Breast cancer PRS are among the most promising regarding potential clinical utility

Having more SNPs in the PRS modestly improves the prediction; however, adding clinical data to the PRS increases the discrimination! (Risk Score Discrimination: This refers to the ability of a model to effectively distinguish between different levels of risk based on certain criteria.)

Dr. Delaloge also clarified that the finding “SNPs improve risk score discrimination in most models” suggests that SNPs have a positive impact on the ability of various models to differentiate or discriminate between different risk scores. In the context of genetics or medical research, this statement might mean that incorporating information about SNPs into risk assessment models enhances the models’ ability to discriminate or predict risk more accurately. This could be relevant in areas such as disease risk prediction, where understanding genetic variations can contribute to a more comprehensive risk assessment.

Dr. Delaloge further stated that only PRS313 was associated with more favorable tumor features in studies conducted by the Breast Cancer Association Consortium (BCAC) and the MINDACT trial. PRS313 is a PRS composed of 313 common genetic variants and was linked to more favorable characteristics in breast cancer in the context of those studies. In my review of the ethnic demographics of this study, it is clear that these studies mostly recruited white participants, which causes concern that findings may not be readily applicable to other ethnic groups. For wider generalizability, the studies need to account for ethnic differences.

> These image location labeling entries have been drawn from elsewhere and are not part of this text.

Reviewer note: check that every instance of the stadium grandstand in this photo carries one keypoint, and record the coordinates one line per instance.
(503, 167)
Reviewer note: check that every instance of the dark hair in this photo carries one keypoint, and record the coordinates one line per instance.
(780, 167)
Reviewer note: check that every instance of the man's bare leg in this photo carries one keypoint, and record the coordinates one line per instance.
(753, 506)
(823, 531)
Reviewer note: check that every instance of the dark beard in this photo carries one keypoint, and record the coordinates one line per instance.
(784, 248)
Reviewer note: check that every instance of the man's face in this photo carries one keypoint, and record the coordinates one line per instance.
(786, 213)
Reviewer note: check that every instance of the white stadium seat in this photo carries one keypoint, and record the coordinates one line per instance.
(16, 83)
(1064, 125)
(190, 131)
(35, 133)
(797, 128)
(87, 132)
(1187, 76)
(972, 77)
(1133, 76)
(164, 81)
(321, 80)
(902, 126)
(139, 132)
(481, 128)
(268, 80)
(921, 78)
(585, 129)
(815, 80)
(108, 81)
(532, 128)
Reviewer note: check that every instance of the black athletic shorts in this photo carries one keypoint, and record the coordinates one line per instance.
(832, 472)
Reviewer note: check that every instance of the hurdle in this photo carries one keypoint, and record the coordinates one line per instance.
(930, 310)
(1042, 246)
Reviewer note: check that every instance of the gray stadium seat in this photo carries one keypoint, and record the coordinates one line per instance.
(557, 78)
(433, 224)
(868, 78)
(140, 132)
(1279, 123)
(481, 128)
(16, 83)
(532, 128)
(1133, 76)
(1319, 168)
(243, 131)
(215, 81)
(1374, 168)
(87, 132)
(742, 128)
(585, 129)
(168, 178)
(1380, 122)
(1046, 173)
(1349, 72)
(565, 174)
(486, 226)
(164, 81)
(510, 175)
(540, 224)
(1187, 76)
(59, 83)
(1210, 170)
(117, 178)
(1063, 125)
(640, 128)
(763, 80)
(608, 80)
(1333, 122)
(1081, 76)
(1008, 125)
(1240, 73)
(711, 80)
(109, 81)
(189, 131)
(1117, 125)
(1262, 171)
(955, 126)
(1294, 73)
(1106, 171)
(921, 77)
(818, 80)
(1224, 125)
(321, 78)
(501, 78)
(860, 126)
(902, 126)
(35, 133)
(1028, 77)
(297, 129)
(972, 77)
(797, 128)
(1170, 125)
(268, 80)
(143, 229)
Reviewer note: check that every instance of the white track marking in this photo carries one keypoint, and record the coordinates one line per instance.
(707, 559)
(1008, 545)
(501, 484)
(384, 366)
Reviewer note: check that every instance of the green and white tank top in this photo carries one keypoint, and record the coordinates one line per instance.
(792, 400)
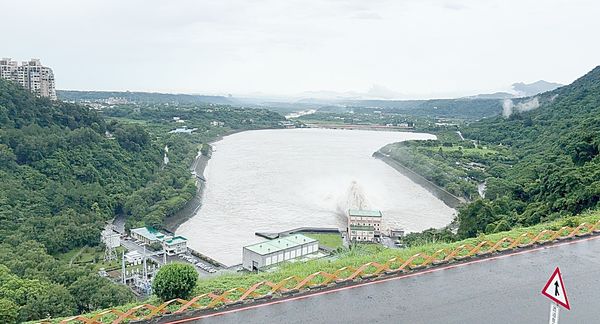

What is the proposed solution? Population-specific design of clinical studies is required for a valid estimation of breast cancer risk. The proposed strategy is to extend current screening to PRS-defined highest-risk quintiles for all cancers. Further, data on clinical utility may be obtained from randomized controlled trials such as the WISDOM Study and MyPeBS.

However, beyond the use of PRS in screening, can prevention be stratified by PRS? Based on the above findings, the presenter proposes the use of PRS in prescribing prevention medication and asserts that PRS may help refine cancer risk assessment in moderate gene carriers.

The major remaining gaps are related to the partial transferability of these findings across ethnicities and, consequently, the risk of inequity. More research is needed to exploit the functional effect of PRS on breast cancer risk for a more personalized approach to prevention in the future.

Dr. Delaloge suggested that PRS may be useful in determining lifestyle changes — for instance, exercising more, consuming less sugar, etc. The presenter’s overall recommendation was to combine PRS with mammography data, and then determine the need for in-clinic counseling and genetic testing based on PRS score and mammography/imagery data.

While the PRS can be a powerful tool, it has limitations. It does not account for all possible genetic and environmental factors, and its predictive value may vary among different communities and populations. Additionally, PRS is just one component of a comprehensive breast cancer risk assessment.

It’s important to note that PRS is primarily used in research and, to some extent, in clinical settings. The field of genetics and risk prediction is dynamic, with ongoing research to identify new genetic variants and improve the accuracy of risk assessments. Individuals concerned about breast cancer risk, especially those with a family history or other risk factors, should consult with healthcare professionals, such as genetic counselors or oncologists, who can provide personalized risk assessments and guidance based on a combination of genetic, familial, and clinical factors. But it is not enough to rely on risk stratification tools to target “prevention strategies.”

Working to prevent breast cancer through lifestyle choices ignores the hard fact that we don’t all share equal access to those choices, and making healthy choices and trying to shop our way to prevention are not going to address the environmental links to the breast cancer epidemic. If we are to address the root causes of this disease, it is imperative that we pursue the large-scale systemic changes that are necessary. This disease is not going to be prevented by eating better and working out. If we are going to talk about prevention, then let’s truly talk about it!